Momentum Hari Ulang Tahun Republik Indonesia ke-81 hendaknya tidak hanya dimaknai sebagai perayaan seremonial, tetapi juga menjadi sarana untuk merenungkan sejauh mana rasa syukur kita kepada Allah atas berbagai nikmat yang telah diberikan.
Allah Ta'ala berfirman:
وَإِذْ تَأَذَّنَ رَبُّكُمْ لَئِنْ شَكَرْتُمْ لَأَزِيدَنَّكُمْ ۖ وَلَئِنْ كَفَرْتُمْ إِنَّ عَذَابِي لَشَدِيدٌ
"Dan (ingatlah) ketika Tuhanmu memaklumkan, 'Sesungguhnya jika kalian bersyukur, niscaya Aku akan menambah nikmat kepada kalian. Namun, jika kalian mengingkari nikmat-Ku, sesungguhnya azab-Ku sangat pedih.'"
(QS. Ibrahim: 7)
Al-Imam Ibnu Katsir rahimahullah menjelaskan bahwa rasa syukur merupakan sebab bertambahnya nikmat. Sebaliknya, mengingkari nikmat dapat menjadi sebab hilangnya berbagai karunia yang telah diberikan Allah.
Keamanan, persatuan, dan kemerdekaan adalah nikmat yang harus dijaga dengan keimanan, ketakwaan, dan amal saleh.
Rasulullah ﷺ bersabda:
مَنْ أَصْبَحَ مِنْكُمْ آمِنًا فِي سِرْبِهِ، مُعَافًى فِي جَسَدِهِ، عِنْدَهُ قُوتُ يَوْمِهِ، فَكَأَنَّمَا حِيزَتْ لَهُ الدُّنْيَا
"Barang siapa di antara kalian memasuki waktu pagi dalam keadaan aman, sehat jasmaninya, dan memiliki makanan untuk hari itu, seolah-olah dunia telah dikumpulkan untuknya."

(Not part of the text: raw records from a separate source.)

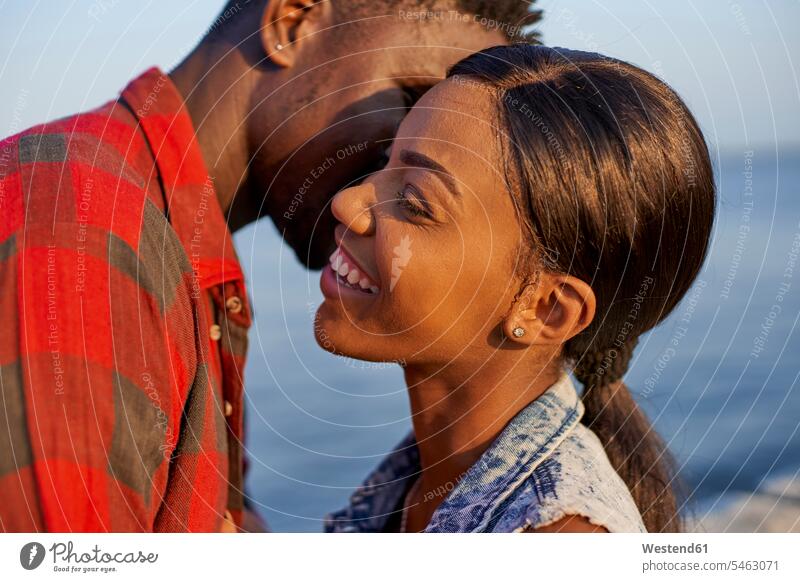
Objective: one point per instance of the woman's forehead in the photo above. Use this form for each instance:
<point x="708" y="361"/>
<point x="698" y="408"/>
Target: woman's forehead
<point x="457" y="122"/>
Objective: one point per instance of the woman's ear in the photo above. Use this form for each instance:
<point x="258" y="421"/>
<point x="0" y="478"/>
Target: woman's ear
<point x="284" y="25"/>
<point x="555" y="309"/>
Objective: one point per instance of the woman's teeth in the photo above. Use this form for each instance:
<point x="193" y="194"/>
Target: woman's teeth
<point x="348" y="275"/>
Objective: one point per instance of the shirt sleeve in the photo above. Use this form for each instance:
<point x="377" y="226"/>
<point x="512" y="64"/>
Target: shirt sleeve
<point x="99" y="353"/>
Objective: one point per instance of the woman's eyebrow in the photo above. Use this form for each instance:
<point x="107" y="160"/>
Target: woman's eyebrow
<point x="418" y="160"/>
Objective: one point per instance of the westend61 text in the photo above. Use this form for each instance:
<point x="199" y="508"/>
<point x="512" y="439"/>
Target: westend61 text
<point x="675" y="548"/>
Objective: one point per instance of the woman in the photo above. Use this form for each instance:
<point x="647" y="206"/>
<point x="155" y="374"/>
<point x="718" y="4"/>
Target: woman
<point x="540" y="210"/>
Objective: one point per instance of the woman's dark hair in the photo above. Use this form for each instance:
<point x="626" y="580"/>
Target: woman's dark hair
<point x="613" y="184"/>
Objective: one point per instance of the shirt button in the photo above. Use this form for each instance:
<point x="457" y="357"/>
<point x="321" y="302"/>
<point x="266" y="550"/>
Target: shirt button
<point x="234" y="304"/>
<point x="215" y="332"/>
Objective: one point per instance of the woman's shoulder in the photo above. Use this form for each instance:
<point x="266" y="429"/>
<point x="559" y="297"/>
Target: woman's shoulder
<point x="576" y="479"/>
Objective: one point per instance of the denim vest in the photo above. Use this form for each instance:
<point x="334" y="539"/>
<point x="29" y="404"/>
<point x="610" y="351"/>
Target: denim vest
<point x="544" y="466"/>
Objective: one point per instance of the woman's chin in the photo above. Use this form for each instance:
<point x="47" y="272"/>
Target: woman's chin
<point x="335" y="333"/>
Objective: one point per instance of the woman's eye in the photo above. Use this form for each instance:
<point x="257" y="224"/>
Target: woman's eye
<point x="411" y="203"/>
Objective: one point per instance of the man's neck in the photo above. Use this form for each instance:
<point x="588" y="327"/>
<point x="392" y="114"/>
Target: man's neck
<point x="459" y="411"/>
<point x="215" y="87"/>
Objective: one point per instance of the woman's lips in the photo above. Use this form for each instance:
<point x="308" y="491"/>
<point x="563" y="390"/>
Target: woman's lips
<point x="349" y="274"/>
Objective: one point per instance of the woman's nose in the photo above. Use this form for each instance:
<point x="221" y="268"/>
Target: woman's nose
<point x="353" y="207"/>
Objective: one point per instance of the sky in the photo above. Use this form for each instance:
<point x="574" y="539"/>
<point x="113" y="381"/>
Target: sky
<point x="735" y="63"/>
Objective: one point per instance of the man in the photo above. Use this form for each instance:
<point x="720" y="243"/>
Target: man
<point x="124" y="305"/>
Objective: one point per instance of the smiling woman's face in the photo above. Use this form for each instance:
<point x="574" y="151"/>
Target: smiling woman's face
<point x="427" y="261"/>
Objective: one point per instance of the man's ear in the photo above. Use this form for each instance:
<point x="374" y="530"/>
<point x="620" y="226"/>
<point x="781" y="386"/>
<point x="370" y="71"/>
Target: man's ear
<point x="284" y="25"/>
<point x="551" y="311"/>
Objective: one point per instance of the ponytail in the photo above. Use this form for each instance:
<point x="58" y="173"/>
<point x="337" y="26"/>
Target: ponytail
<point x="635" y="450"/>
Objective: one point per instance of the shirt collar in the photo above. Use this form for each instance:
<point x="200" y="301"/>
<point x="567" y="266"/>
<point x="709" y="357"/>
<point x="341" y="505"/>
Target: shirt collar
<point x="520" y="448"/>
<point x="189" y="193"/>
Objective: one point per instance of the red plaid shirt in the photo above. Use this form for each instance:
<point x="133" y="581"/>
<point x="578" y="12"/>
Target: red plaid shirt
<point x="124" y="325"/>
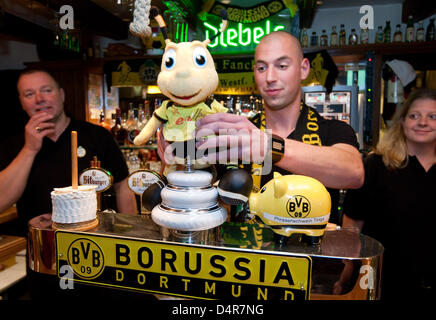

(HR. At-Tirmidzi, dinilai hasan oleh para ulama)
Al-Mubarakfuri rahimahullah menjelaskan bahwa keamanan merupakan nikmat yang sangat besar. Sering kali manusia baru menyadari nilainya ketika nikmat itu telah hilang.
Karena itu, seorang muslim hendaknya menjaga keamanan dan persatuan dengan tetap berpegang teguh kepada ajaran Islam.
Umar bin Abdul Aziz rahimahullah berkata:
قَيِّدُوا نِعَمَ اللَّهِ بِالشُّكْرِ
"Ikatlah nikmat-nikmat Allah dengan rasa syukur."
Kemerdekaan bukanlah alasan untuk melupakan Allah Ta'ala.